В теплое время года для рабочих устраивали экскурсии в прекрасные пригороды Ленинграда, где их ждала встреча с красотами национализированных парков и дворцов. Экскурсии пользовались высоким спросом и понимались властью и идеологами развития экскурсионного дела инструментом усовершенствования человека[483]. Рабочих ждали базы в Лахте, Лесном, Парголове, Токсове, Троцке (Гатчине) и других пригородах. Принимались меры для организации культурного досуга, например, заготавливался спортивный инвентарь для игр. Беда в том, что зачастую рабочие не всегда отдыхали так, как хотели организаторы: «Пьянки очень сильно мешали в прошлые года культурному отдыху рабочих. Сплошь и рядом прекрасные по замыслу, по обстановке и по возможностям экскурсии срывались пятком или десятком буянивших пьяниц» [484].
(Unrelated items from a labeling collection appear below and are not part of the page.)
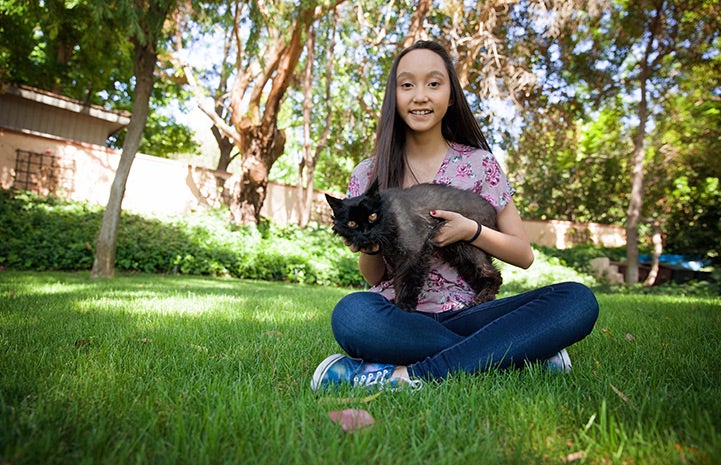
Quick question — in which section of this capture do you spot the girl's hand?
[430,210,483,247]
[343,239,381,255]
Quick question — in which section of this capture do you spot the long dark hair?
[371,40,491,190]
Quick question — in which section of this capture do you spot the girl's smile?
[396,50,451,134]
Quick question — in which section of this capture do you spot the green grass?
[0,271,721,465]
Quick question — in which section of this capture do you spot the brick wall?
[0,127,625,249]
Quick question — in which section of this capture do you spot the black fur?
[326,183,502,311]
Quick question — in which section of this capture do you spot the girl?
[311,41,598,390]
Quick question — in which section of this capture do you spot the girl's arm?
[358,252,386,286]
[431,200,534,268]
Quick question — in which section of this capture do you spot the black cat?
[326,183,502,311]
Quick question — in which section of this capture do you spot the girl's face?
[396,49,451,137]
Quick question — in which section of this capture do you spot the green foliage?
[0,191,363,286]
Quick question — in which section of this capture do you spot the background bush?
[0,191,363,286]
[7,190,718,294]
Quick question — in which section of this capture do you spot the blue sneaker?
[544,349,571,373]
[310,354,422,391]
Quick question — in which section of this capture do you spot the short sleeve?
[346,158,373,197]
К слову, на бузотеров жаловались и в загородных домах отдыха. Некоторые из заявлений в начале 1928 г. были рассмотрены на президиуме Ленинградского областного совета союза металлистов. Вот одна показательная история о двух отдыхающих: «Потребовали себе перед уходом ужин. К ужину эти “герои” поставили на стол бутылку водки и рядом положили револьвер, заявив администрации, что, кто попытается им помешать… “получит пулю в лоб”»[485].
Основным объектом культурной политики советской власти был рабочий класс — авангард нового общества и предполагаемый главный бенефициарий революционных изменений. «Дать каждому рабочему культурный досуг после производства» призывал в 1928 г. публицист Я. Ильин, описывая неприглядный быт молодых рабочих[486].
Егоровец. 1928. № 4(49). 16 августа. С. 3
Центром культурного досуга на предприятии был клуб. На протяжении 1920-х гг. клубная работа колебалась между развлекательно-образовательными (кино, танцы, кружки радиодела или кройки и шитья) и производственно-пропагандистскими программами (лекции на производственные темы, вечера вопросов и ответов и т. п.).